She's been coming to me for a while now.
There was a story she'd been carrying since before she walked through my door.
The story was this: she couldn't get up from the floor without the fear of making a fool of herself. Not just the physical difficulty of it. The embarrassment of being seen trying and failing in front of someone else.
Here's the thing about that story.
It wasn't something I'd observed. It wasn't something written in her notes. It wasn't based on anything that had actually happened with me.
The only person telling that story was her.
So we didn't attack it directly. We just worked. Built her physical confidence, quietly, over months. And as she started telling me that something was shifting, I started moving the bar. Gently. Keeping pace with where she actually was, not where she thought she was.
This week, she did the movement.
And the moment she completed it, she started to cry.
I didn't say much. Sometimes the right thing to do is let a moment be what it is. What I did tell her was this: I didn't do that. The framework, the environment, the relationship, yes. But the work? That was entirely hers. Coaches don't get to claim victories that belong to the client. What we get to do, if we're fortunate, is be in the room when it happens.

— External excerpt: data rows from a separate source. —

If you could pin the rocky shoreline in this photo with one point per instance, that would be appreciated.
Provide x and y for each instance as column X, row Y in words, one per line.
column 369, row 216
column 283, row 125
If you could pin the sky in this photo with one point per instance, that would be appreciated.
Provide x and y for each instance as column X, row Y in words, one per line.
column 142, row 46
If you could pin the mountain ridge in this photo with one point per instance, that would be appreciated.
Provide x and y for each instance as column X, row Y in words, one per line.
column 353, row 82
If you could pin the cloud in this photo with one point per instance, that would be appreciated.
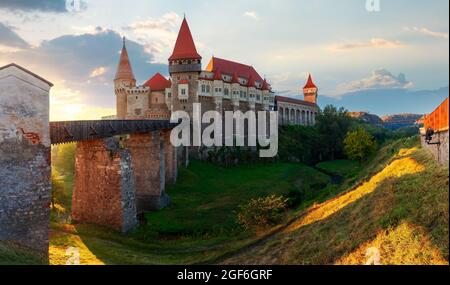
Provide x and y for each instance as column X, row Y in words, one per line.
column 389, row 101
column 10, row 39
column 373, row 43
column 380, row 79
column 58, row 6
column 98, row 71
column 252, row 15
column 158, row 34
column 427, row 32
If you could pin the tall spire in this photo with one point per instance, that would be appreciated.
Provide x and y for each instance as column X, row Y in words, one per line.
column 184, row 46
column 124, row 70
column 217, row 74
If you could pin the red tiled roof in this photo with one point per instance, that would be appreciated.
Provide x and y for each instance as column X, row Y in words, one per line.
column 184, row 46
column 234, row 79
column 294, row 101
column 251, row 81
column 310, row 84
column 124, row 70
column 217, row 75
column 158, row 82
column 231, row 67
column 265, row 85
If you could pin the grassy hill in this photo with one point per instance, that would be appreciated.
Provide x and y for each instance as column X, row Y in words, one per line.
column 395, row 205
column 200, row 224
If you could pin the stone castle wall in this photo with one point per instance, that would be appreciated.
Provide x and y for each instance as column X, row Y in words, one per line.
column 25, row 186
column 439, row 151
column 104, row 185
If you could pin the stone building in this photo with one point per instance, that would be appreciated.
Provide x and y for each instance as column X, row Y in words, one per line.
column 223, row 86
column 24, row 158
column 299, row 112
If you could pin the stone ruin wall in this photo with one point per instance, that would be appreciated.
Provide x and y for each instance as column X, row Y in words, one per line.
column 25, row 186
column 103, row 191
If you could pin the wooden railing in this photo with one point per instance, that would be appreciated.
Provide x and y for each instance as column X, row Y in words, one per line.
column 438, row 120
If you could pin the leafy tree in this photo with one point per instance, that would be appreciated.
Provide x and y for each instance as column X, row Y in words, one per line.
column 261, row 212
column 359, row 145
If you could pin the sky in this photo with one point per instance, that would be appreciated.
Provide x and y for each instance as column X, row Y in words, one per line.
column 391, row 59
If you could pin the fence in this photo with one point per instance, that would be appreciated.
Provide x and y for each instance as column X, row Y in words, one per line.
column 438, row 120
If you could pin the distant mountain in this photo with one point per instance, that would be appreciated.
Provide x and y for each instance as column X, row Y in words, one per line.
column 392, row 122
column 366, row 117
column 401, row 120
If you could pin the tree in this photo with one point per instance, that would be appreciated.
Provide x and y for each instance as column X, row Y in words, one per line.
column 359, row 145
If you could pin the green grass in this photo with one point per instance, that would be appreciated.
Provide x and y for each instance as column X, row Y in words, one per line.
column 11, row 254
column 199, row 225
column 206, row 196
column 344, row 167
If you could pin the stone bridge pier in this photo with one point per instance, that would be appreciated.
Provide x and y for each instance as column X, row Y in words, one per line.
column 24, row 158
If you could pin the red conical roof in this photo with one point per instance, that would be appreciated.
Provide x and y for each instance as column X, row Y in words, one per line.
column 124, row 70
column 158, row 82
column 309, row 83
column 184, row 46
column 217, row 75
column 265, row 85
column 251, row 82
column 234, row 79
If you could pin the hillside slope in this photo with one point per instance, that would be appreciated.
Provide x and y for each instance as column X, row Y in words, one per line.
column 398, row 216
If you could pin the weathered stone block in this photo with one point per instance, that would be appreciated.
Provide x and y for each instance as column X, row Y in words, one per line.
column 104, row 185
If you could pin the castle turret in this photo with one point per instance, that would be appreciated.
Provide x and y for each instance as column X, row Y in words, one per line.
column 310, row 91
column 184, row 68
column 124, row 79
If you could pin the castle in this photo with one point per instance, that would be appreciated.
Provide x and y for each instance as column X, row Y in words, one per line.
column 223, row 86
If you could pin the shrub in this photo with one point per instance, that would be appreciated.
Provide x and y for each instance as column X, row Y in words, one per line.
column 359, row 145
column 261, row 212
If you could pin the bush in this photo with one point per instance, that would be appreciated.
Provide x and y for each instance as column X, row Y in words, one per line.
column 262, row 212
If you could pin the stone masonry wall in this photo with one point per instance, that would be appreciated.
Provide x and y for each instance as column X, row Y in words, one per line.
column 24, row 159
column 104, row 185
column 147, row 151
column 440, row 152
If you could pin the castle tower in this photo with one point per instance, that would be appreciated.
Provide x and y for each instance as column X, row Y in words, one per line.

What struck me afterwards, and I haven't been able to stop thinking about it since, is how suffocating those stories become.
Not because they're malicious. Not because we're weak for carrying them. But because they're so quiet about what they're doing. They don't announce themselves as limitations. They present as facts. As just the way things are. As who you are.
And if you're not careful, you stop questioning them entirely.
I've carried versions of that story my whole life. Most of us have. The story about what we're capable of, what we deserve, what's available to someone like us. The story that was written in circumstances that no longer exist, by a version of us that was doing the best he could with what he had at the time.
The question worth sitting with this week:
What story are you telling yourself that only you believe?
Because there's a reasonable chance the prison has a door. And you have the key, because you built it yourself.